The Temporary Work (Skilled) (subclass 457) visa addresses critical skills shortages that cannot be met by Australian workers. As an uncapped, demand-driven programme, it is designed for approved employers to sponsor temporary skilled workers to meet short-term skills needs.
As a result, the size and composition of the programme fluctuates according to changes in the Australian economy and labour market.
Specifying a list of eligible occupations for the subclass 457 visa is one mechanism to ensure that foreign workers are being sponsored for jobs experiencing genuine shortages. Regular recalibration of the list maintains public confidence in skilled migration while continuing to support Australian businesses. The Government announced on 18 April 2017 that eligible occupations would be reviewed every six months, based on labour market analysis and informed by stakeholder consultation. The 1 July 2017 amendment is the first of these regular reviews, to be led by the Department of Employment in future.
A legislative instrument made for the purpose of paragraph 2.72(10)(aa) of the Migration Regulations 1994 may specify that the new occupations list applies to nominations made on or after the day the instrument commences, or made and not finally determined before the day the instrument commences, regardless of whether the nomination, if it relates to an applicant for a visa, was made before, on or after that day (Part 66 of Schedule 13 of the Migration Regulations 1994).
Applying the updated occupation list to unfinalised nominations ('the pipeline') aims to strike a balance between the public interest in maintaining control over access to the Australian labour market and the interests of sponsoring businesses and individual visa applicants.
The changes were applied in this manner to ensure that access to Australia's labour market over the next four years (the maximum period for which a Subclass 457 visa can be granted) is afforded only where there is a genuine skills need. To ensure businesses and applicants were not unduly disadvantaged by these changes, refunds of nomination fees and visa application charges were made available where the applications could not proceed because an occupation had been removed from eligibility.
Applying the changes to unfinalised applications also prevents significant spikes in visa lodgements prior to changes taking effect, which would distort the programme's intent. Visa applicants who are seeking to enter or remain in Australia on a temporary basis would be aware that Australia's temporary skilled migration programme reflects labour market needs which will fluctuate over time and there is no guarantee that a visa will be granted. In some cases, non-citizens may have to leave Australia, but this is inherent in any temporary visa programme and does not amount to an undue interference with the rights or liberties of those non-citizens.
Committee's response
The committee thanks the minister for his response and has concluded its examination of the above.

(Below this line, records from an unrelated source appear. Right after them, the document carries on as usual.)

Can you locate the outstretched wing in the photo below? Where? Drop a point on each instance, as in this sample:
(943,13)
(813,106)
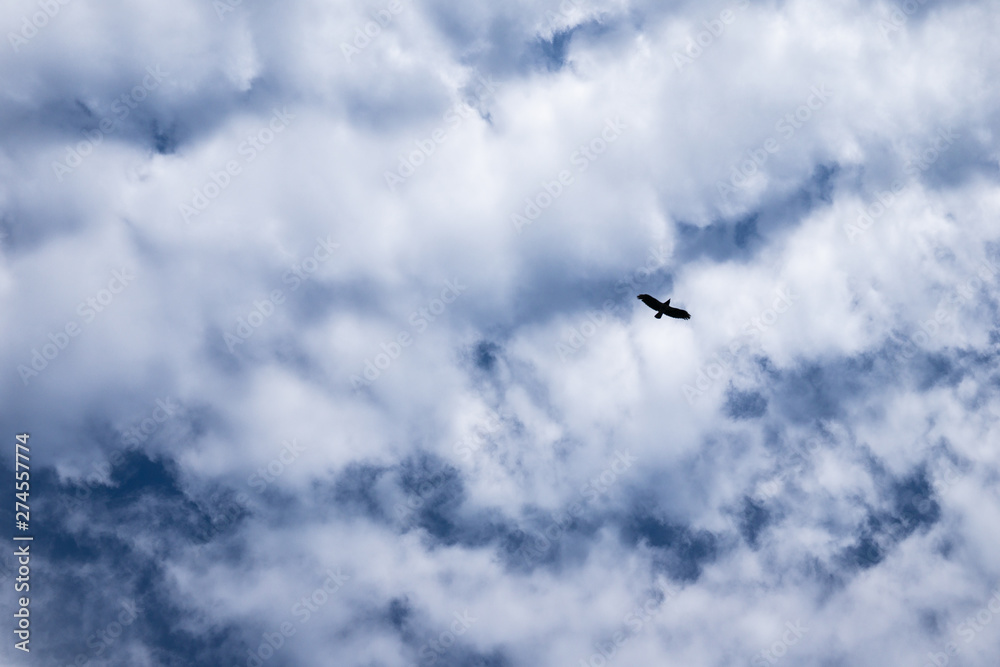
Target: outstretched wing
(678,313)
(650,301)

The committee notes the minister's advice that applying the changes to un-finalised applications is intended to preserve the intent of the government's skilled migration program, and also prevents significant spikes in visa lodgements prior to changes taking effect. The committee further notes the minister's advice that refunds of nomination fees and visa application charges were made available where the applications could not proceed because an occupation had been removed from eligibility.
The committee considers that this information would have been useful in the ES.
[1] Paragraph 2.72(10)(aa) of the Migration Regulations relates to nominations by standard business sponsors for the purpose of the Subclass 457 (Temporary Work) (Skilled) visa (457 visa).